Contrat chinois 12 ans après,
Félix Tshisekedi prône une coopération étatique et formelle
Si depuis environ soixante ans la République démocratique du Congo et la Chine entretiennent de bonnes relations bilatérales, leur coopération a gravité les douze dernières années autour des contrats chinois, dont le troc «infrastructures contre ressources minières ». Le Président Félix Antoine Tshisekedi souhaite plutôt revoir les modalités de cette coopération.
Le 11 juin 2019, en recevant des mains du vice-ministre chinois des Affaires étrangères, Chen Xiaodong, la lettre d’invitation de son homologue Xi Jinping, le président Tshisekedi avait indiqué qu’il souhaite revoir les modalités de coopération bilatérale avec l’Empire du Milieu. Pour le chef
de l’Etat congolais, la coopération sino-congolaise doit désormais être plus étatique et plus formelle.
Quid des « contrats chinois » ?
La mise en œuvre de la convention de collaboration signée le 22 avril 2008 entre le Congo et un groupement d’entreprises chinoises, appelée communément « contrat chinois » se poursuit jusqu’à ce jour. Les deux projets, minier et infrastructures, continuent 12 ans après, malgré les difficultés rencontrées. D’après Moïse Ekanga, Secrétaire Exécutif du Bureau de coordination et de suivi du programme sino-congolais (BCPSC), à la fin de l’année 2018, plus ou moins 738 millions de dollars ont été investis dans les projets d’infrastructures, soit 24,6% de décaissement et 1,729 milliard de dollars dans le projet SICOMINES, soit 57,6% de décaissement. Le montant global des deux projets s’élève à 2,467 milliards de dollars sur les 6,2 milliards de dollars convenus en 2008 par les deux parties, soit 39,7% de décaissement. Il était au départ prévu qu’Exim Bank finance, avec une cagnotte de 6,2 milliards de dollars, le secteur minier à hauteur de 3,2 milliards et le secteur des infrastructures à hauteur de 3 milliards de dollars.
L’exploitation par la SICOMINES et le déficit énergétique
Finalement, c’est en 2016 que la SICOMINES avait commencé l’exploitation minière, le remboursement de la dette aussi, selon une quotité des bénéfices générés. En cette première année, elle avait produit 60 millions de dollars. En 2017, elle avait réalisé 232 millions de dollars et 400 millions de dollars en 2018. La convention signée par la RDC et la Chine stipule que le projet minier prend en charge le remboursement des fonds investis dans le projet, voire les intérêts générés. L’argent produit est réparti tel que les actionnaires se partagent 30% de bénéfices réalisés alors que 70 % servent au remboursement des financements du projet infrastructures et du projet minier, en raison de 60% et 40%.

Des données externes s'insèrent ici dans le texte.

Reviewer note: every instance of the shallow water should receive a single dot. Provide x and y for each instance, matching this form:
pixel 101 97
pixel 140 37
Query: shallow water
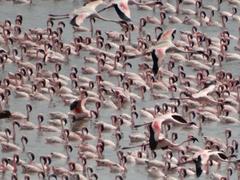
pixel 35 15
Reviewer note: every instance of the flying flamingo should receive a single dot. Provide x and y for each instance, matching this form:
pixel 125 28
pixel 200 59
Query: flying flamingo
pixel 122 9
pixel 78 15
pixel 164 45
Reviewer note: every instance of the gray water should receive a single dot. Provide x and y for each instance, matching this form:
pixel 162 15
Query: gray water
pixel 34 16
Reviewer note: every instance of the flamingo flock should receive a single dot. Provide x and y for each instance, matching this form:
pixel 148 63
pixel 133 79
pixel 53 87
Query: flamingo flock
pixel 120 89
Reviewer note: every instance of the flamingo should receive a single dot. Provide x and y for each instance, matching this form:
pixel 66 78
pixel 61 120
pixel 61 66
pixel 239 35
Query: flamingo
pixel 78 15
pixel 5 114
pixel 165 45
pixel 122 9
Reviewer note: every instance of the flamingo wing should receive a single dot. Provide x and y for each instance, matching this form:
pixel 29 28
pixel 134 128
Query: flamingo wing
pixel 78 19
pixel 123 10
pixel 167 35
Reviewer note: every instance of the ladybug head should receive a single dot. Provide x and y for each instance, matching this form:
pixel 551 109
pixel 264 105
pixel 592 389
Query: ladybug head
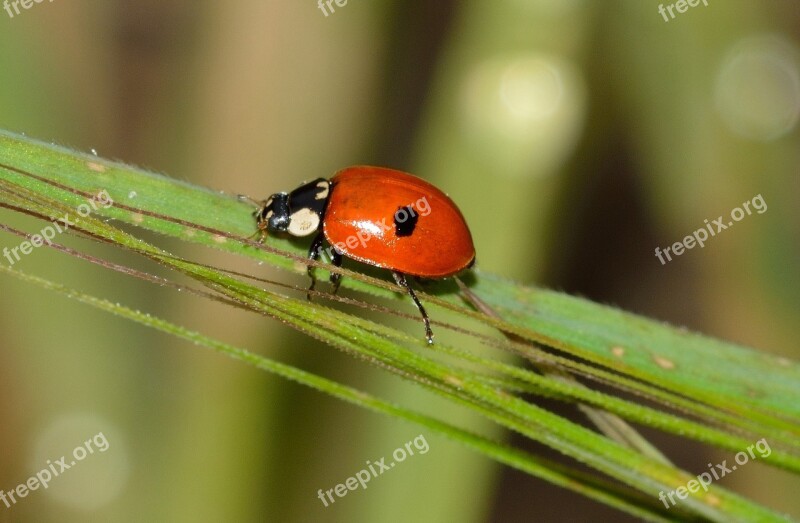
pixel 298 213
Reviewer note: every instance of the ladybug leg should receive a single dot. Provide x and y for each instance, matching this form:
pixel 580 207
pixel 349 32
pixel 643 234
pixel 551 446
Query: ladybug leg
pixel 400 278
pixel 313 255
pixel 336 278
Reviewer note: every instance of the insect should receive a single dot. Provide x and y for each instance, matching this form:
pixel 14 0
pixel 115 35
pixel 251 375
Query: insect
pixel 378 216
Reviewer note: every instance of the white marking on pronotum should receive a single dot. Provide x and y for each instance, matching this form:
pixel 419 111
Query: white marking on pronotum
pixel 325 186
pixel 303 222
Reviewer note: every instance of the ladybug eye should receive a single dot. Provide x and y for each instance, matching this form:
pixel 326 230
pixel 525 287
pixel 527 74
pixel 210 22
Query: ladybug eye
pixel 324 188
pixel 303 222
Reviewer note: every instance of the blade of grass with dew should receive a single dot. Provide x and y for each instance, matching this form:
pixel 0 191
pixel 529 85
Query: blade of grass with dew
pixel 511 412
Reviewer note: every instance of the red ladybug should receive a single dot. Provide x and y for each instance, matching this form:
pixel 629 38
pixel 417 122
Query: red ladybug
pixel 378 216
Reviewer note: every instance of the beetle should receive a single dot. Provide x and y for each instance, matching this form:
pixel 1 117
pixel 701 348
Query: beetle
pixel 378 216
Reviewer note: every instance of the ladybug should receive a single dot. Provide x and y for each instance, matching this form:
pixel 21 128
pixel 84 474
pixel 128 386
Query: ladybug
pixel 378 216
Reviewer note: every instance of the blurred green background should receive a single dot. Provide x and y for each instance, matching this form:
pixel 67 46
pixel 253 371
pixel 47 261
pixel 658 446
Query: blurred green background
pixel 576 137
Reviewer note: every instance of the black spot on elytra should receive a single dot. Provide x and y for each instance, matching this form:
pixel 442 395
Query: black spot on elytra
pixel 405 221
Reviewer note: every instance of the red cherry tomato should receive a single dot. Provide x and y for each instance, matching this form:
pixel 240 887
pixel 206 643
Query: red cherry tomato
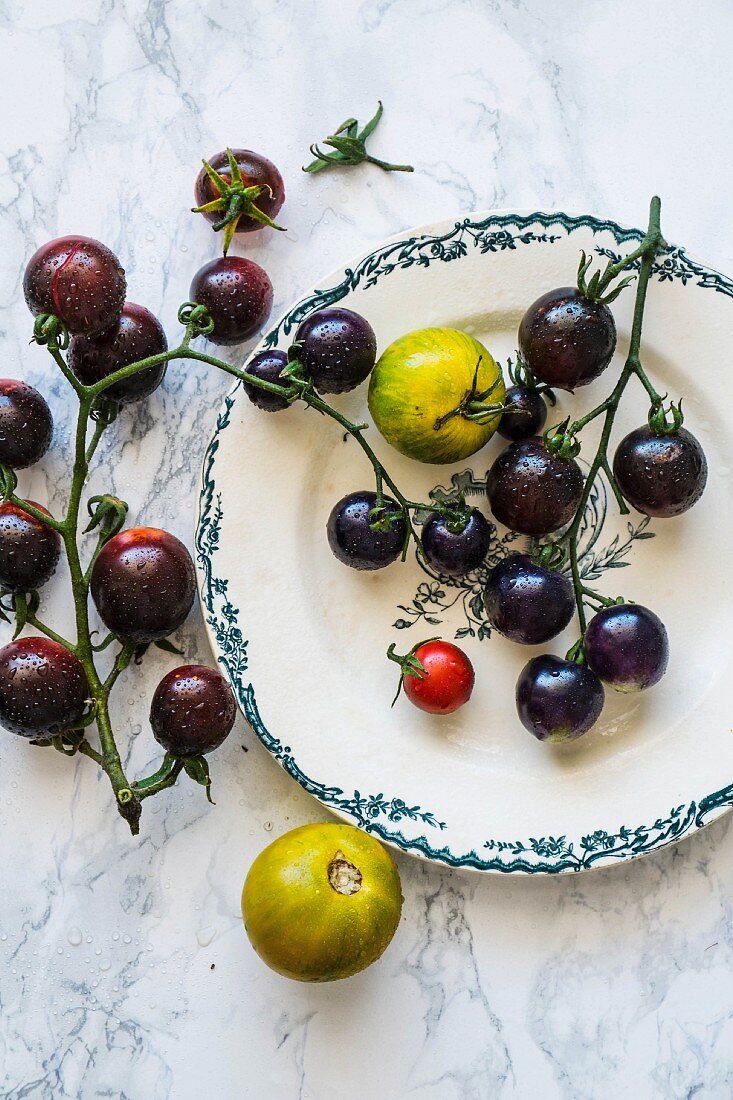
pixel 446 682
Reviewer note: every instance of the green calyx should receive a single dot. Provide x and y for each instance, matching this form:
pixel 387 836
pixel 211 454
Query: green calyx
pixel 666 421
pixel 349 145
pixel 476 404
pixel 599 283
pixel 382 518
pixel 50 331
pixel 521 375
pixel 560 442
pixel 234 200
pixel 577 655
pixel 196 319
pixel 550 556
pixel 409 666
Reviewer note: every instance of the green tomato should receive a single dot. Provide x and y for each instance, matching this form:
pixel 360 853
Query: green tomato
pixel 418 385
pixel 321 902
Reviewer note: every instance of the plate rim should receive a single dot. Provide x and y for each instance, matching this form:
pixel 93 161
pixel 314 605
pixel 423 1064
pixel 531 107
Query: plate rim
pixel 379 814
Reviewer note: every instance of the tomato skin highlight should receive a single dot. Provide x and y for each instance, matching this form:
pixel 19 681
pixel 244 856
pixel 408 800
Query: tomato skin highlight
pixel 448 682
pixel 299 924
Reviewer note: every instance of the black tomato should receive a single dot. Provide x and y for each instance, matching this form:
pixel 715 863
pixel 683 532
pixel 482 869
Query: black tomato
pixel 660 475
pixel 361 539
pixel 558 701
pixel 524 414
pixel 566 339
pixel 532 491
pixel 456 552
pixel 336 349
pixel 143 584
pixel 256 171
pixel 79 281
pixel 193 711
pixel 25 425
pixel 267 365
pixel 29 549
pixel 626 646
pixel 43 688
pixel 138 334
pixel 238 295
pixel 526 602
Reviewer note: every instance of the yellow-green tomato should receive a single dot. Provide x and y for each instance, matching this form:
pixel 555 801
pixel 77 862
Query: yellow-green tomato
pixel 427 393
pixel 321 902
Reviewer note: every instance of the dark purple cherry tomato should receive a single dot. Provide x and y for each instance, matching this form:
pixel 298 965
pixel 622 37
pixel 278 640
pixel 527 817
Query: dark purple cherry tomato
pixel 660 475
pixel 566 339
pixel 143 584
pixel 29 549
pixel 193 711
pixel 558 701
pixel 25 425
pixel 336 349
pixel 138 334
pixel 526 602
pixel 362 539
pixel 238 295
pixel 456 550
pixel 532 491
pixel 447 680
pixel 267 365
pixel 524 414
pixel 79 281
pixel 626 646
pixel 256 171
pixel 43 688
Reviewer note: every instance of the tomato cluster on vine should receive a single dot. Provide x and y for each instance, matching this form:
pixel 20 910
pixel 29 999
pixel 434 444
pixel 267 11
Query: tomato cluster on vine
pixel 141 579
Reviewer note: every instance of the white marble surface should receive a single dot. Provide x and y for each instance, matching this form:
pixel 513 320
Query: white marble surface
pixel 606 985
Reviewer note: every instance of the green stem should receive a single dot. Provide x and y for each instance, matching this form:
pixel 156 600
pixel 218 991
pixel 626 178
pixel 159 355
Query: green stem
pixel 166 776
pixel 99 428
pixel 32 510
pixel 32 619
pixel 129 796
pixel 127 804
pixel 646 251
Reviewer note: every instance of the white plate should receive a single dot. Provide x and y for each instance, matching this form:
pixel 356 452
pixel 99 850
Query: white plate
pixel 303 638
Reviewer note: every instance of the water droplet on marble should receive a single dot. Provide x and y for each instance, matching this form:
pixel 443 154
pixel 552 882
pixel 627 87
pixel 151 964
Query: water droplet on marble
pixel 205 936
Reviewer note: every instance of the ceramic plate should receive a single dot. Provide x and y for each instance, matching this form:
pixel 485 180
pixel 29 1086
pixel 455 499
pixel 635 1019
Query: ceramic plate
pixel 303 638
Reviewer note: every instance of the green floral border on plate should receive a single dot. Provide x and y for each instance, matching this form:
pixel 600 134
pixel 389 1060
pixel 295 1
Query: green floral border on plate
pixel 380 813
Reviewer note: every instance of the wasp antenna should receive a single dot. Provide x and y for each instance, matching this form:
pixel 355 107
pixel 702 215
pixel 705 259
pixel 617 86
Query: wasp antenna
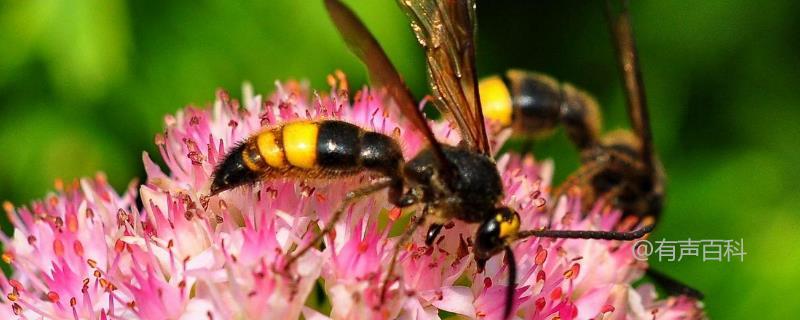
pixel 588 234
pixel 512 283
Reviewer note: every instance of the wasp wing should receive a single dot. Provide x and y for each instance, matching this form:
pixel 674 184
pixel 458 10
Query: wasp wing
pixel 381 70
pixel 446 30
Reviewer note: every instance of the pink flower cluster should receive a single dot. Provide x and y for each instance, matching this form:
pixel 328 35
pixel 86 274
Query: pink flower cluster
pixel 87 252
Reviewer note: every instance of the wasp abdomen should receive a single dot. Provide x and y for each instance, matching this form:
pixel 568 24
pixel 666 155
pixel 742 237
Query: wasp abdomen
pixel 534 104
pixel 308 149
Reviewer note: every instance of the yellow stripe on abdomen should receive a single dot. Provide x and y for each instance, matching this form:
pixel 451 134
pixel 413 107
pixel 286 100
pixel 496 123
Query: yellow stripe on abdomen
pixel 271 152
pixel 300 143
pixel 495 100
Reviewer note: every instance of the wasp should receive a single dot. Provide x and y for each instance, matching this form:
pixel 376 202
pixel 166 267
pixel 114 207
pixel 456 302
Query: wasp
pixel 448 181
pixel 620 167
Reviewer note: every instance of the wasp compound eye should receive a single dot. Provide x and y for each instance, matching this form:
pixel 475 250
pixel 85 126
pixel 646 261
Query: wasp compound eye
pixel 487 240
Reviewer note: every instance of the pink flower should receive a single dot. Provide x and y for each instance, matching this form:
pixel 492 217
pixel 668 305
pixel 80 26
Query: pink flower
pixel 88 252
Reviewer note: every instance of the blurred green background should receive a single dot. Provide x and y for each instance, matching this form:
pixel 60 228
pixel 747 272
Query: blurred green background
pixel 84 86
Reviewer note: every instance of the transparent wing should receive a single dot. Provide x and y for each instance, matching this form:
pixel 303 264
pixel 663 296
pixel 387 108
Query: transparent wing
pixel 382 72
pixel 446 30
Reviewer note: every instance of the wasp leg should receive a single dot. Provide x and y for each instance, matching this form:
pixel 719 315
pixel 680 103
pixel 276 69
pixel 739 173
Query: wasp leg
pixel 587 234
pixel 351 197
pixel 673 286
pixel 399 245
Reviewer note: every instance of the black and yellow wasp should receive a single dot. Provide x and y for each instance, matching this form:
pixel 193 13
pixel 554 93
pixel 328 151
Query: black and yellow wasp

Les difficultés d’électricité sont venues retarder ou ralentir le rythme de production, et par ricochet celui de décaissement au bénéfice du projet d’infrastructures. La première phase du projet minier prévoit une production annuelle de 125 000 tonnes de cuivre, mais la deuxième phase, devant produire 250 000 tonnes, est tributaire du développement du projet de construction de la centrale hydroélectrique de Busanga. Toutefois, les travaux de construction de ladite centrale avancent bien et si tout va bien celle-ci pourra devenir opérationnelle à partir de 2021, ce qui permettra de combler le défcit énergétique que connait la joint-venture.
Organisation et fonctionnement de la SICOMINES
La SICOMINES avait été créée en vue de mobiliser des fonds auprès des bailleurs, lesquels devraient être remboursés après exploitation du cuivre et du cobalt. Ses actionnaires sont l’Etat
congolais, représenté par la Gécamines (32%) et les entreprises chinoises, représentées par Sinohydro et China Railways Construction (68%). L’Etat congolais y est représenté par le ministère des Mines, lequel délègue ses pouvoirs à l’Agence congolaise des grands travaux (ACGT). La négociation des contrats se fait entre l’ACGT et les entrepreneurs chinois, qui les envoient par après à la SICOMINES et au Bureau de coordination.
À partir du moment où un contrat est validé par la SICOMINES, elle l’exécute. Selon M. Moïse Ekanga, la SICOMINES a pour interface direct le Bureau de coordination.
Ce qu’était le contrat chinois au tout début
Le projet contrat chinois prévoyait l’octroi d’un prêt de 8,5 milliards de dollars par la banque chinoise Exim Bank. L’accord avait aussi prévu un prêt de 2 milliards de dollars, destinés à la modernisation de l’appareil de production minière. En 2008, il eut un ajout de 5 milliards de dollars, ce qui donnait à la Chine l’accès à l’exploitation du cuivre et du cobalt d’une valeur de 14 milliards de dollars. Du coup, les institutions de Bretton Woods déclenchèrent une forte pression.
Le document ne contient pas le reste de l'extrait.